If anyone were still under the impression at this stage of the climate crisis that the oil majors would ever sacrifice profitability at the altar of climate, then the following recent statement by Shell's CEO Wael Sawan in response to a question about whether he considered renewables' lower returns acceptable for his company, will have rudely disabused them of such a notion:

I think on low carbon, let me be, I think, categorical in this. We will drive for strong returns in any business we go into. We cannot justfy [p217] going for a low return. Our shareholders deserve to see us going after strong returns. If we cannot achieve the double-digit returns in a business, we need to question very hard whether we should continue in that business. Absolutely, we want to continue to go for lower and lower and lower carbon, but it has to be profitable.


Sawan's predecessor as CEO had staked his reputation on transforming Shell from an oil and gas company into a climate-friendlier power-generation company, all the while the US hydrocarbon majors stuck defiantly with hydrocarbons. Sawan was now responding to the market's unambiguous assessment of the two divergent strategies.'Five years ago, when Shell embarked on a low-carbon push, its market capitalization was about $40 billion less than that of Exxon Mobil Corp. Now', noted one journalist, 'the difference is more than $200 billion.'

....
[from me, not the book]:
The subsidies for renewables are peanuts when compared to the subsidies petroleum receives. Governments are often criticized for "picking winners," but the picking has already happened. The problems that remain in converting to renewables are daunting because of the sunk costs and political inertia reinforced by those who might lose out if a different winner were picked.

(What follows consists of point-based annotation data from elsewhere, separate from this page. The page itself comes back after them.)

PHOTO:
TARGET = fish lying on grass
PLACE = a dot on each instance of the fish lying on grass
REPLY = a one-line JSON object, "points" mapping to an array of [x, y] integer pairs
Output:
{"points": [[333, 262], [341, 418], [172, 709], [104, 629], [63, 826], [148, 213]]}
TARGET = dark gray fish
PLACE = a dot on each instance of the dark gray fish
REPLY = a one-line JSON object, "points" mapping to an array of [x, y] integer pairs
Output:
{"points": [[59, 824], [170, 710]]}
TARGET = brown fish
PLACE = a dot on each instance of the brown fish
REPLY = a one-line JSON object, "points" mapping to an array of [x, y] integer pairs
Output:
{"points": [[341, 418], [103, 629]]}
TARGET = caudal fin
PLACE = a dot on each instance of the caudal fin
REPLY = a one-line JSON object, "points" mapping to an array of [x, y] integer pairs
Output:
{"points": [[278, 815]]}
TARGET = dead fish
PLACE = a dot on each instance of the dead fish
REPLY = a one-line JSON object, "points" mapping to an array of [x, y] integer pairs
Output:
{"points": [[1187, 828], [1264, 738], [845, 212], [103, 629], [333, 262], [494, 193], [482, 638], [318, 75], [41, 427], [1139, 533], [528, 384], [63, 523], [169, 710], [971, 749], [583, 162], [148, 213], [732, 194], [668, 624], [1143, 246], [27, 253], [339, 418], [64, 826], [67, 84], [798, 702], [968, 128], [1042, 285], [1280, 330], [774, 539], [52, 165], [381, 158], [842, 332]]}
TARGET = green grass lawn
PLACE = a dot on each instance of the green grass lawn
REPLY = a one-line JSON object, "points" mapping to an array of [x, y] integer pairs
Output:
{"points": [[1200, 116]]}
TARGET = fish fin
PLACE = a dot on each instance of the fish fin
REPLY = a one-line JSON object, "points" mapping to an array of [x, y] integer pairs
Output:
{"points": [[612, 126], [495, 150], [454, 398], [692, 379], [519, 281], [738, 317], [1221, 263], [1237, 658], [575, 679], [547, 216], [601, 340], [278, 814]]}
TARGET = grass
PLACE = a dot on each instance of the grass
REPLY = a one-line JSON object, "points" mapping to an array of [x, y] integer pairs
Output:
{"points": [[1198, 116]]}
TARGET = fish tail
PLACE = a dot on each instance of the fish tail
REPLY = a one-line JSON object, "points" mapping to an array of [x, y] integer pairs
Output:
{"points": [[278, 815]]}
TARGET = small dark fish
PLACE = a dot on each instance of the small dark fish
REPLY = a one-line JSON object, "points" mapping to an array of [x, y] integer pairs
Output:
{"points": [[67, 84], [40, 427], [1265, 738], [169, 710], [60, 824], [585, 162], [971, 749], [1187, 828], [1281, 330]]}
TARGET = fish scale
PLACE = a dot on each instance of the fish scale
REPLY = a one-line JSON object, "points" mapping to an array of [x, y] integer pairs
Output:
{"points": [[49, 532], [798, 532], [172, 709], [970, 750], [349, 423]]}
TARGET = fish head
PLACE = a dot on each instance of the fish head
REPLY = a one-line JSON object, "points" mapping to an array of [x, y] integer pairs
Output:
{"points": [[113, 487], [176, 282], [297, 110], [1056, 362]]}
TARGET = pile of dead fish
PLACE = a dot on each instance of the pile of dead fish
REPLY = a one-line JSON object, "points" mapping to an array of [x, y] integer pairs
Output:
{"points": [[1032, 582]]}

Mention how governments' superstructure for the economy remains biased toward what are ultimately more expensive solutions--after all, what's more expensive than an uninhabitable planet?--some say "But if we take that advice, the stock market would suffer, and my 401K would be in the tank."

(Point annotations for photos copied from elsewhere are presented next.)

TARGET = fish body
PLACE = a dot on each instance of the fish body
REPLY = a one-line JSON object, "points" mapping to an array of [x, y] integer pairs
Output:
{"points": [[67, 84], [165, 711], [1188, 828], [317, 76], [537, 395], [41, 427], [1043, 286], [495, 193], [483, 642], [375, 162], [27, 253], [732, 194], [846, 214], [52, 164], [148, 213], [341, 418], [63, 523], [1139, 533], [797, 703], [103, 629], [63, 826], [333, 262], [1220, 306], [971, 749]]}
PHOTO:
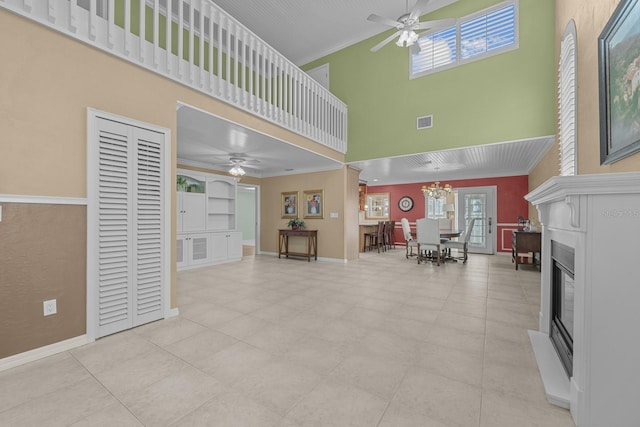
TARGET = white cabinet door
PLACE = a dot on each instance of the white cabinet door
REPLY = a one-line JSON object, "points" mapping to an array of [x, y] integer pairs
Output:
{"points": [[199, 248], [226, 246]]}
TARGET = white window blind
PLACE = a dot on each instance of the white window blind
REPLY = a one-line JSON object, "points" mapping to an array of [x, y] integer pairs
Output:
{"points": [[436, 50], [485, 33], [488, 32], [435, 208], [567, 75]]}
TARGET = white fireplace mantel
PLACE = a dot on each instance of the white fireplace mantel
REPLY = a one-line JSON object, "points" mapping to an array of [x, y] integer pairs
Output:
{"points": [[599, 217]]}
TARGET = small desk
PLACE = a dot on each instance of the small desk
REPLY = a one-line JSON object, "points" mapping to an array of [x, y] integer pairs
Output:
{"points": [[448, 234], [526, 241], [312, 243]]}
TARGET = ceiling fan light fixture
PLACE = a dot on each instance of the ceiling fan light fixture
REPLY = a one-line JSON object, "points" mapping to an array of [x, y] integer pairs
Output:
{"points": [[407, 38], [237, 171]]}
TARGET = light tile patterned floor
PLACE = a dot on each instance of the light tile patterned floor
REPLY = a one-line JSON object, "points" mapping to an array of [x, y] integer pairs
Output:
{"points": [[381, 341]]}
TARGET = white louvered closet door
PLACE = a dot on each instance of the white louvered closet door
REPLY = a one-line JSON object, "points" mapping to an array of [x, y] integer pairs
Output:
{"points": [[129, 227]]}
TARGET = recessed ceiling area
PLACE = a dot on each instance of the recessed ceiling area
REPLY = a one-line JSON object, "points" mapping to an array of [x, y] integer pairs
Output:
{"points": [[208, 141], [481, 161], [305, 30]]}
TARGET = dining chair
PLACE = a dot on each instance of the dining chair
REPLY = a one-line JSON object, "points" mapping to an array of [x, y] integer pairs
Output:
{"points": [[389, 238], [428, 236], [464, 243], [408, 238]]}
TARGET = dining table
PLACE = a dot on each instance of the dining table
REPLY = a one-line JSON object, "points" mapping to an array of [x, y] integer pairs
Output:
{"points": [[446, 234]]}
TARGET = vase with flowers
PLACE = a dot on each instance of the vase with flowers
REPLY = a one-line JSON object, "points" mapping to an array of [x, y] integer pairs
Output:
{"points": [[296, 224]]}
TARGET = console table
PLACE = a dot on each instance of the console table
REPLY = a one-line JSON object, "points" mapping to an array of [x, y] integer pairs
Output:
{"points": [[312, 243], [526, 241]]}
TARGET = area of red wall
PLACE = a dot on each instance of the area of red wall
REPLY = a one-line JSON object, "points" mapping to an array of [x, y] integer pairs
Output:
{"points": [[511, 203]]}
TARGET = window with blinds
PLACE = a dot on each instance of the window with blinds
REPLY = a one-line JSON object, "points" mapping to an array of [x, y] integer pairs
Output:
{"points": [[477, 36], [567, 80]]}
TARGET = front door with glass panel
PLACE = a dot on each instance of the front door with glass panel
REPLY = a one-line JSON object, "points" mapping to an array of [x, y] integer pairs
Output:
{"points": [[478, 203]]}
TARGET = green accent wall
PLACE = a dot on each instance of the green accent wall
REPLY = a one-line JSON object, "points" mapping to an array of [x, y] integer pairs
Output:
{"points": [[505, 97]]}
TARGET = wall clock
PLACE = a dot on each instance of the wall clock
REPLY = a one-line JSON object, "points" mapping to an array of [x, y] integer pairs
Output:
{"points": [[405, 203]]}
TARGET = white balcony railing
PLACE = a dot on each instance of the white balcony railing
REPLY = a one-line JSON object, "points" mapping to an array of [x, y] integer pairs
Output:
{"points": [[209, 51]]}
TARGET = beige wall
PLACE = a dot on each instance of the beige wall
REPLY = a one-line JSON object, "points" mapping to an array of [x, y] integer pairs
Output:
{"points": [[590, 17], [331, 241], [47, 82], [42, 257]]}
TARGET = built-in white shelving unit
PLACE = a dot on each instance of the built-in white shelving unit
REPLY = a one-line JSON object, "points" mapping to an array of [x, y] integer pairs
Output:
{"points": [[206, 209]]}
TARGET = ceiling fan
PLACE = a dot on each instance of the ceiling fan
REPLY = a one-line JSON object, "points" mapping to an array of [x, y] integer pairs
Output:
{"points": [[407, 25], [237, 161]]}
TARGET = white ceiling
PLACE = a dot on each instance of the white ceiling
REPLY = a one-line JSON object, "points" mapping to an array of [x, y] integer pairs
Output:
{"points": [[304, 30], [321, 27], [209, 141]]}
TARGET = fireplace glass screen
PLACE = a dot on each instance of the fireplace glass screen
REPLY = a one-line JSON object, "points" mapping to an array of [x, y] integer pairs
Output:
{"points": [[562, 303]]}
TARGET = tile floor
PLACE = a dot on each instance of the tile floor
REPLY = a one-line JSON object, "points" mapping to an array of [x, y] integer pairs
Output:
{"points": [[381, 341]]}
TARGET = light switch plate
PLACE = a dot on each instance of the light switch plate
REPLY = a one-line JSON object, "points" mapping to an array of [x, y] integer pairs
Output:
{"points": [[50, 307]]}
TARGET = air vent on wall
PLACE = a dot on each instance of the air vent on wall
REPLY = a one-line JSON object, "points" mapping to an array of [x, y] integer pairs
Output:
{"points": [[425, 122]]}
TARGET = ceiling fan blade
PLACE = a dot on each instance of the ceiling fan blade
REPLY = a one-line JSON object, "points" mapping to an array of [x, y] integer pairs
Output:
{"points": [[418, 8], [440, 23], [385, 41], [382, 20]]}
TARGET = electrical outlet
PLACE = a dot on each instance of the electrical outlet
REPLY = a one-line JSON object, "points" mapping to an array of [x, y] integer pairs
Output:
{"points": [[50, 307]]}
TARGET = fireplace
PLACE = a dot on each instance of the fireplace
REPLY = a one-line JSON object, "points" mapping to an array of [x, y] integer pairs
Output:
{"points": [[562, 303], [588, 343]]}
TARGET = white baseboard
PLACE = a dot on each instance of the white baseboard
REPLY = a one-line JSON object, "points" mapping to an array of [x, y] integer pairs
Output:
{"points": [[42, 352]]}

This is an indication of "Midas disease"--something far more widespread than COVID. It's mistaking the symbols of wealth for actual wealth. Alfred North Whitehead calls it the fallacy of misplaced concreteness. It's like going to a restaurant and devouring the paper menu. Neither sensible nor nourishing.

What good would all those symbols of wealth do, whether dollars or stocks and bonds, if there's nothing to purchase?